Housekeepers would probably find that if in planning menus of which a cheese dish is the chief feature they were to take pains to supply also crisp, watery vegetables, water cress, celery, lettuce served with a dressing or with salt alone, or simple fruit salads, and would give preference to refreshing fruits, either fresh or cooked, rather than to what are known as heavy desserts, they would in general be more successful in pleasing those who are served.

There is another point also to be considered in combining cheese with other foods. Whether it is raw or cooked it is likely to be somewhat soft, and so seems to call for the harder kinds of bread--crusty rolls or biscuit, zweiback, toast, pulled bread, rye bread, the harder brown breads, or crackers, and some of the numerous crisp ready-to-eat cereal breakfast foods. Brittle cookies, too, seem more suitable than rich soft cakes or puddings for the dessert in such meals.

A few bills of fare are given below which experience has shown to represent combinations of dishes which are palatable and which, if eaten in usual amounts, will supply protein and energy in proportions which accord with usual dietary standards. Menus such as these are more commonly served at lunch or at supper, but they might equally well be served for dinner, the selection of dishes for any meal being of course chiefly a matter of custom and convenience for those who have any range of choice.

MENU NO. 1.

Macaroni and cheese . Raisin bread or date bread. Orange and water-cress salad. Baked apples. Sugar cookies. Cocoa.

MENU NO. 2.

Cheese fondue . Toast, zwieback, or thin and crisp baking-powder biscuit.

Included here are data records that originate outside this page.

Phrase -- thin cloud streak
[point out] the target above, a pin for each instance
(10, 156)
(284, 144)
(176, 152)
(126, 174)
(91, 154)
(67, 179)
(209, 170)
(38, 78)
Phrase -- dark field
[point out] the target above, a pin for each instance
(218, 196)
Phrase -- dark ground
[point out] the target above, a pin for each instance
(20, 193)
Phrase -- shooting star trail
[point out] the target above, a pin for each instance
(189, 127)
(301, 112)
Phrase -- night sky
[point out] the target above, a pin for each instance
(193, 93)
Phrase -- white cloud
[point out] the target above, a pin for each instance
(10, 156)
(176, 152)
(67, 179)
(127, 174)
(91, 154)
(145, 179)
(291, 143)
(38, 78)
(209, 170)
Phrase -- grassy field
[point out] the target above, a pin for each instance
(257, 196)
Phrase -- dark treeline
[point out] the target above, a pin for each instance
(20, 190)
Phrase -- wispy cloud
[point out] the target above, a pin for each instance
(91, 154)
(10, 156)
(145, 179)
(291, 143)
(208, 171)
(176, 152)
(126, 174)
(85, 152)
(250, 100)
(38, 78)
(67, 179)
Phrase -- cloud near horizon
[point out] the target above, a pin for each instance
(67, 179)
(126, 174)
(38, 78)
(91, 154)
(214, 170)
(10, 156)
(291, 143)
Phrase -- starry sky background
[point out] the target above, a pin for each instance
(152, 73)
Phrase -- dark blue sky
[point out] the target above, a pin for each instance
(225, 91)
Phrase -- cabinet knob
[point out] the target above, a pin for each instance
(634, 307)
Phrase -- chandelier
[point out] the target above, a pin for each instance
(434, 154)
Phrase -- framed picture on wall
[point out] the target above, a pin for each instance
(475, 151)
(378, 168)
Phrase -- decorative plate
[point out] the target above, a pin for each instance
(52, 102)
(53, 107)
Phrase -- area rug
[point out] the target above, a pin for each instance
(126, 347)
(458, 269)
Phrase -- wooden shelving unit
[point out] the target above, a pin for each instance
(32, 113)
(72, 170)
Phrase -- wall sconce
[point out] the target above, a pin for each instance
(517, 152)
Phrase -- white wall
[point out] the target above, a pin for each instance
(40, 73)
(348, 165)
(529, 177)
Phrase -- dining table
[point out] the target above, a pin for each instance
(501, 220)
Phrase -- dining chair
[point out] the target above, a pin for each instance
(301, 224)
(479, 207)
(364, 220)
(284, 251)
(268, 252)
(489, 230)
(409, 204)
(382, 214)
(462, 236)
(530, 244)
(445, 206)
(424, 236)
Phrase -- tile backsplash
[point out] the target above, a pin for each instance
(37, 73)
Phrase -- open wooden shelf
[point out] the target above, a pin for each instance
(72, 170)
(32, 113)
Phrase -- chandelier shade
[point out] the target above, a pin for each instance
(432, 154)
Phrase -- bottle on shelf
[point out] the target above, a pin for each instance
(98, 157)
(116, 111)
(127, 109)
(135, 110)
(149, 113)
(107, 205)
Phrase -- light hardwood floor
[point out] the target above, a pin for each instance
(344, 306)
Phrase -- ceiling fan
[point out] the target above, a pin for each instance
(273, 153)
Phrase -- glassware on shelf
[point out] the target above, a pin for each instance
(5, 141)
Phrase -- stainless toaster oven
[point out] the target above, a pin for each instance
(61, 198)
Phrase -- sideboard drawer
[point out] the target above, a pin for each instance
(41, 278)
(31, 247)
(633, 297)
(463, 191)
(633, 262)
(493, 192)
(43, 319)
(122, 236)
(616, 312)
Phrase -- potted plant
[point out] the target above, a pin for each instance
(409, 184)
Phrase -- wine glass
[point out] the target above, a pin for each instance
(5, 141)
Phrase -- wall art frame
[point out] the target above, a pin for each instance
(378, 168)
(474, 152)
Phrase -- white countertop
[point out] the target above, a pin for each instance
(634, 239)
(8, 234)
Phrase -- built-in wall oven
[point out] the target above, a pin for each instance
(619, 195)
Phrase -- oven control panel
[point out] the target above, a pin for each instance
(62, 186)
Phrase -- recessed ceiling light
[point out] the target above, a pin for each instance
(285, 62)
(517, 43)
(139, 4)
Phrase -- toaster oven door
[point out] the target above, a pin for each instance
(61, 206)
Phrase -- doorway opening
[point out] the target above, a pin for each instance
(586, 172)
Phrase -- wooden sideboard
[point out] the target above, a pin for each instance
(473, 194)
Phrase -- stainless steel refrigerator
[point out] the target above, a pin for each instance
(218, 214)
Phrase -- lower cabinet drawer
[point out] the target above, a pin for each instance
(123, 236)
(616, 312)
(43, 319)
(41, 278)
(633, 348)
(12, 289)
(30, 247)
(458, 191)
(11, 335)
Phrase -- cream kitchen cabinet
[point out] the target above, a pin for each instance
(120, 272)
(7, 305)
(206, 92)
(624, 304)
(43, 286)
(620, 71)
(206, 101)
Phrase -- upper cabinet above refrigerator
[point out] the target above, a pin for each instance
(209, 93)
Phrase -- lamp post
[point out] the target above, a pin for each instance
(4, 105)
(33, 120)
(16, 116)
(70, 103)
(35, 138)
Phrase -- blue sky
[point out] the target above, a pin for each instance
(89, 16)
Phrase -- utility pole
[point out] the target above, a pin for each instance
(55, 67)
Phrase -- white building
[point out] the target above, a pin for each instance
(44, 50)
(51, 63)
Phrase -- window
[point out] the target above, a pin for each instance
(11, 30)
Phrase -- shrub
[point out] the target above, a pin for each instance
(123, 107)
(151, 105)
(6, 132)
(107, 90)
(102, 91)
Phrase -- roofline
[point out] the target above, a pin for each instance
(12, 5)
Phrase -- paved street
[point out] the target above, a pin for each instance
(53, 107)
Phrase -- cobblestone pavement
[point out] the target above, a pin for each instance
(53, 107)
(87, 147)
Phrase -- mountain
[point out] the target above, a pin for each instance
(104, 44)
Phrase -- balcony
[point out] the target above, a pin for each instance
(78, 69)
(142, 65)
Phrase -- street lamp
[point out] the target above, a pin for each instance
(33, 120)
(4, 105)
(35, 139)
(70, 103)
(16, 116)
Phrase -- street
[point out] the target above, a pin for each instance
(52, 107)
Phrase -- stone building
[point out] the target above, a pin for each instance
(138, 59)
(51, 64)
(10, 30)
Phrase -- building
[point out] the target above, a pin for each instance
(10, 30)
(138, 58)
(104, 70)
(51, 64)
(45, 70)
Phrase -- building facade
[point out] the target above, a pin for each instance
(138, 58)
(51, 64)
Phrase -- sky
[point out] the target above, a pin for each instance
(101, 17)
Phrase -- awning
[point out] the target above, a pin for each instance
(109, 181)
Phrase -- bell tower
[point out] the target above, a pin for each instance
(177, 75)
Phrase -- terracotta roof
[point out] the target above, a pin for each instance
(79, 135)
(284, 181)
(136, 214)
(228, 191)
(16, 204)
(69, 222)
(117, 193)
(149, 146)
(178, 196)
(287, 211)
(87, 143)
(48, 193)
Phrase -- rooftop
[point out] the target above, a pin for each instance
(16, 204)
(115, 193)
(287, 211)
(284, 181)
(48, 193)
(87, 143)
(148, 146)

Celery. Potatoes, baked, boiled, or fried in deep fat. Peas, or some other fresh vegetables. Coffee. Fruit salad with crisp cookies or meringues.

MENU NO. 3.

Clear soup. Baked eggs with cheese or Boston roast . Baked potatoes. Lettuce salad. A sweet jelly, crab apple or quince for example, or a preserve. Rye bread. Orange or banana shortcake. Tea.

These bills of fare should be taken as suggestive merely and not as a solution of the problem. In fact, the whole art of making bills of fare needs developing. There is abundant evidence that overeating, where it exists, is frequently due to the fact that meals are not skillfully planned. People often continue eating after they have taken enough in total bulk because they have not had all they want of some particular kind of food. The meal has contained too large a percentage of proteid or too much starch; has been too moist or too dry; too highly flavored or not sufficiently flavored. Bill-of-fare making calls not only for knowledge of food values but also for skill in combining flavors and textures.